Her few remaining friends asked her, though she asked them not to, how about babies, and a man who’d be there at four in the morning to change a diaper? And didn’t she feel guilty toward Murray’s wife, who was old enough to be her mother? She did sometimes, but mostly she tried not to think about her. It made Leda feel like a shit. Well, he was the one who should feel like a shit, not Leda.
One day when Murray was in Paris with his wife for an opening, Leda met a medical student in the emergency room where she’d gone to get a splinter taken out of her foot. As he leaned over her, the smoothness of the skin of his hands and the tightness of the flesh of his chin and neck affected her powerfully. In bed his taut shapely rump delighted her, and she never once closed her eyes, came with them wide open, so she could keep seeing him. Although she refused to go out with him again, she dreamed several times of his well-muscled thighs and upper arms.

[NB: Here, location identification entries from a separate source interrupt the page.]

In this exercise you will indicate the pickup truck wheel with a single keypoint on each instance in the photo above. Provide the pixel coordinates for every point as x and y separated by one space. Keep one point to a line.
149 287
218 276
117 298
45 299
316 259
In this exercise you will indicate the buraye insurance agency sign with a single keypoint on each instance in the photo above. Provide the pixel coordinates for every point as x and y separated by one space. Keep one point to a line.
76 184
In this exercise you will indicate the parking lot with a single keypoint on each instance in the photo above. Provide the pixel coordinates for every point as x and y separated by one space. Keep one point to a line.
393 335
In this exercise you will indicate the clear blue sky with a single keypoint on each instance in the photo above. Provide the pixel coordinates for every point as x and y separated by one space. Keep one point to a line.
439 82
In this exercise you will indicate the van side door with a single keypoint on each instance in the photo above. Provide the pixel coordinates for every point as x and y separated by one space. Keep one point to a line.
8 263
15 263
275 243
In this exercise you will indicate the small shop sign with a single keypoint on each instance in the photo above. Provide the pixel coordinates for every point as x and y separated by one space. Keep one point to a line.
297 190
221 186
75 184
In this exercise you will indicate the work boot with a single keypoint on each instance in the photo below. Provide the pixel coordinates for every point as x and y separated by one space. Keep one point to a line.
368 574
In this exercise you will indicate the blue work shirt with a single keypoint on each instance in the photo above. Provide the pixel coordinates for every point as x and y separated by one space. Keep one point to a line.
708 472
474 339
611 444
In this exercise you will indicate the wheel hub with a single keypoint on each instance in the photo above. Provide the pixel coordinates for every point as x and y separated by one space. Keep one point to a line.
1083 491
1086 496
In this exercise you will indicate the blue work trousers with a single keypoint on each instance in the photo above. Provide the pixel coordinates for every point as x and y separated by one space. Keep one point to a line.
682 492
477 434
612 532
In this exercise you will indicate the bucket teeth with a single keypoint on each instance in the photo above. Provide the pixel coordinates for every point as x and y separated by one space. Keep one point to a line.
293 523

Six months later, when Murray and Sigrid had gone to Barcelona for yet another opening—was he wearing the gold cuff links Leda’d given him? she didn’t want to think about it—Leda picked up a young dentist in Washington Square Park. Well, he was technically a dentist, he explained to her, although not yet practicing—he was studying to be a periodontist. He wore shorts, and had swarthy, dark-haired legs and a lush summer wilderness of black hair that curled onto his shoulders. His name was Rafael, and Leda was sitting in bed kissing the forest on his head when the doorbell rang.